当前位置:网站首页>How to get a token from tokenstream based on Lucene 3.5.0
How to get a token from tokenstream based on Lucene 3.5.0
2022-07-05 11:27:00 【Full stack programmer webmaster】
Through the study Lucene3.5.0 Of doc file , To be different release Version number lucene Version number of API Modify and analyze . Finally, we found valuable modification information . LUCENE-2302: Deprecated TermAttribute and replaced by a new CharTermAttribute. The change is backwards compatible, so mixed new/old TokenStreams all work on the same char[] buffer independent of which interface they use. CharTermAttribute has shorter method names and implements CharSequence and Appendable. This allows usage like Java’s StringBuilder in addition to direct char[] access.

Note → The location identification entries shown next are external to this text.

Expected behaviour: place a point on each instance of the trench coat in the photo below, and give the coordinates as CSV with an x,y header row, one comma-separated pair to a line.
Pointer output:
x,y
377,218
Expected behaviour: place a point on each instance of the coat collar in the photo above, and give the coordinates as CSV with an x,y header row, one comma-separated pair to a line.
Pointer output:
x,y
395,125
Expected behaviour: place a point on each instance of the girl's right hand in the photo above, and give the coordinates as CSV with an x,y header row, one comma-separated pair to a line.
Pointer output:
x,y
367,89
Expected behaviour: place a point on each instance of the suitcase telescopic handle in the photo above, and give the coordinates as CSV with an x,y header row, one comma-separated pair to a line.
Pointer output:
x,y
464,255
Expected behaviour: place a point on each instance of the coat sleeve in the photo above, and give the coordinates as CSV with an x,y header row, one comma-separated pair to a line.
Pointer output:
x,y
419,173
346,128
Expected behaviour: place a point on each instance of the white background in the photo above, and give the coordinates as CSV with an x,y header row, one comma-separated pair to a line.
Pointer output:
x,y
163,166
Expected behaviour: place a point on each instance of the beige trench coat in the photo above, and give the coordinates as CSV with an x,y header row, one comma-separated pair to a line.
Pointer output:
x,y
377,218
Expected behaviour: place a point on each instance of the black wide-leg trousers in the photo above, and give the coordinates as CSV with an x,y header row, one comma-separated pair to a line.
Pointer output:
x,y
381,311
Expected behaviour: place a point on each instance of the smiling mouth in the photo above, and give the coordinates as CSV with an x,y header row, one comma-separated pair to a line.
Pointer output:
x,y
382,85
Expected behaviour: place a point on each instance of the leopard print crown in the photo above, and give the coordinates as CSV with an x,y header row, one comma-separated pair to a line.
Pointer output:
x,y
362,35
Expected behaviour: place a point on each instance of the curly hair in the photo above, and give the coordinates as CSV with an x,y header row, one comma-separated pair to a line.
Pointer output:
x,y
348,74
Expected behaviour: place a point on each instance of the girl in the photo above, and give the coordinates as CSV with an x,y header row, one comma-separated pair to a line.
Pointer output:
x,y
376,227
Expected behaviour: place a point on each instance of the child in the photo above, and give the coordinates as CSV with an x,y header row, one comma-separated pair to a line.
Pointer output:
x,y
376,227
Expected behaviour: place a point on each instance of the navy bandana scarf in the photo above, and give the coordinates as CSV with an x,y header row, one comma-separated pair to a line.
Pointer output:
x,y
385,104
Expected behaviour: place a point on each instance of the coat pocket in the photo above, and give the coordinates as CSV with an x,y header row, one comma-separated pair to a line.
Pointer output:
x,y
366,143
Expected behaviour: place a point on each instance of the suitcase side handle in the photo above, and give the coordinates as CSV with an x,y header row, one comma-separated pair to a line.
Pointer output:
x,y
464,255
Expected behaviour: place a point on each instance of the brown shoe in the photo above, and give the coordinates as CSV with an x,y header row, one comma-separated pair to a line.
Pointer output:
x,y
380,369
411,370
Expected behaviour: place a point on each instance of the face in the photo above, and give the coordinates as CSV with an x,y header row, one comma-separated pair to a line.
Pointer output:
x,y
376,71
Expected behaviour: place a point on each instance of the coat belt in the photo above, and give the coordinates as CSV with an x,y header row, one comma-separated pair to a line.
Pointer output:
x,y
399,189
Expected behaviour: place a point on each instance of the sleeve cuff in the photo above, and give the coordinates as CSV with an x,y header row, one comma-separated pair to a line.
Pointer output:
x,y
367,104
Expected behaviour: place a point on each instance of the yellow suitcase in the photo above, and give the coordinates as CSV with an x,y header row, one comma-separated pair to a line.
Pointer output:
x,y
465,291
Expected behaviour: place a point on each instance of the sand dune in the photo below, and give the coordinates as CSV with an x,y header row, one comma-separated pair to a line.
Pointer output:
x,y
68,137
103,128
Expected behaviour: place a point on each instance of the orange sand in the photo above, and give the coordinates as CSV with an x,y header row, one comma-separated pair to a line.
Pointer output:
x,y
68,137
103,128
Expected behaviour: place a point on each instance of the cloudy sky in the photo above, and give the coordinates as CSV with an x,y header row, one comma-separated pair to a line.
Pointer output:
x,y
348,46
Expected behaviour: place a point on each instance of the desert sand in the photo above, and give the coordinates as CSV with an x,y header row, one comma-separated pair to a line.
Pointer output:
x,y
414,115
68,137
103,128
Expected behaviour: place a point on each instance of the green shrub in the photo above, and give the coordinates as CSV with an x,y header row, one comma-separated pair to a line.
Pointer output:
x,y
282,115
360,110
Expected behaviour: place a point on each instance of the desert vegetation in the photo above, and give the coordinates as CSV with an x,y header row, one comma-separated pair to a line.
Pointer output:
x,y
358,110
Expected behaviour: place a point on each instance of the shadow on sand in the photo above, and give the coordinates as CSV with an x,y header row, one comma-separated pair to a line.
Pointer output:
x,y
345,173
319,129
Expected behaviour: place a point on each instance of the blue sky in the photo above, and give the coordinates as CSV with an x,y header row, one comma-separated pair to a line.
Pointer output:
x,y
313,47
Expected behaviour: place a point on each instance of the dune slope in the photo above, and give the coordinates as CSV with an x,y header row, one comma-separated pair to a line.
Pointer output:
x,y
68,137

Also terms can directly be used in places where CharSequence is allowed (e.g. regular expressions). (Uwe Schindler, Robert Muir) The above information can be known , The original passed method can no longer extract the response Token 了
StringReader reader = new StringReader(s);
TokenStream ts =analyzer.tokenStream(s, reader);
TermAttribute ta = ts.getAttribute(TermAttribute.class);Through analysis Api document information You know ,CharTermAttribute Has become a replacement TermAttribute So I wrote a sample to better understand the interface from TokenStream Extract from Token
package com.segment;
import java.io.StringReader;
import org.apache.lucene.analysis.Analyzer;
import org.apache.lucene.analysis.Token;
import org.apache.lucene.analysis.TokenStream;
import org.apache.lucene.analysis.tokenattributes.CharTermAttribute;
import org.apache.lucene.analysis.tokenattributes.TermAttribute;
import org.apache.lucene.util.AttributeImpl;
import org.wltea.analyzer.lucene.IKAnalyzer;
public class Segment {
public static String show(Analyzer a, String s) throws Exception {
StringReader reader = new StringReader(s);
TokenStream ts = a.tokenStream(s, reader);
String s1 = "", s2 = "";
boolean hasnext= ts.incrementToken();
//Token t = ts.next();
while (hasnext) {
//AttributeImpl ta = new AttributeImpl();
CharTermAttribute ta = ts.getAttribute(CharTermAttribute.class);
//TermAttribute ta = ts.getAttribute(TermAttribute.class);
s2 = ta.toString() + " ";
s1 += s2;
hasnext = ts.incrementToken();
}
return s1;
}
public String segment(String s) throws Exception {
Analyzer a = new IKAnalyzer();
return show(a, s);
}
public static void main(String args[])
{
String name = " I'm Junjie , I love programming. , My test case ";
Segment s = new Segment();
String test = "";
try {
System.out.println(test+s.segment(name));
} catch (Exception e) {
// TODO Auto-generated catch block
e.printStackTrace();
}
}
}Publisher : Full stack programmer stack length , Reprint please indicate the source :https://javaforall.cn/109513.html Link to the original text :https://javaforall.cn
边栏推荐
- 不要再说微服务可以解决一切问题了!
- 我用开天平台做了一个城市防疫政策查询系统【开天aPaaS大作战】
- Oneforall installation and use
- IPv6与IPv4的区别 网信办等三部推进IPv6规模部署
- COMSOL -- establishment of geometric model -- establishment of two-dimensional graphics
- 修复动漫1K变8K
- What does cross-border e-commerce mean? What do you mainly do? What are the business models?
- Three paradigms of database
- Cdga | six principles that data governance has to adhere to
- 管理多个Instagram帐户防关联小技巧大分享
猜你喜欢

基于OpenHarmony的智能金属探测器

Characteristics and electrical parameters of DDR4

技术管理进阶——什么是管理者之体力、脑力、心力

R3live series learning (IV) r2live source code reading (2)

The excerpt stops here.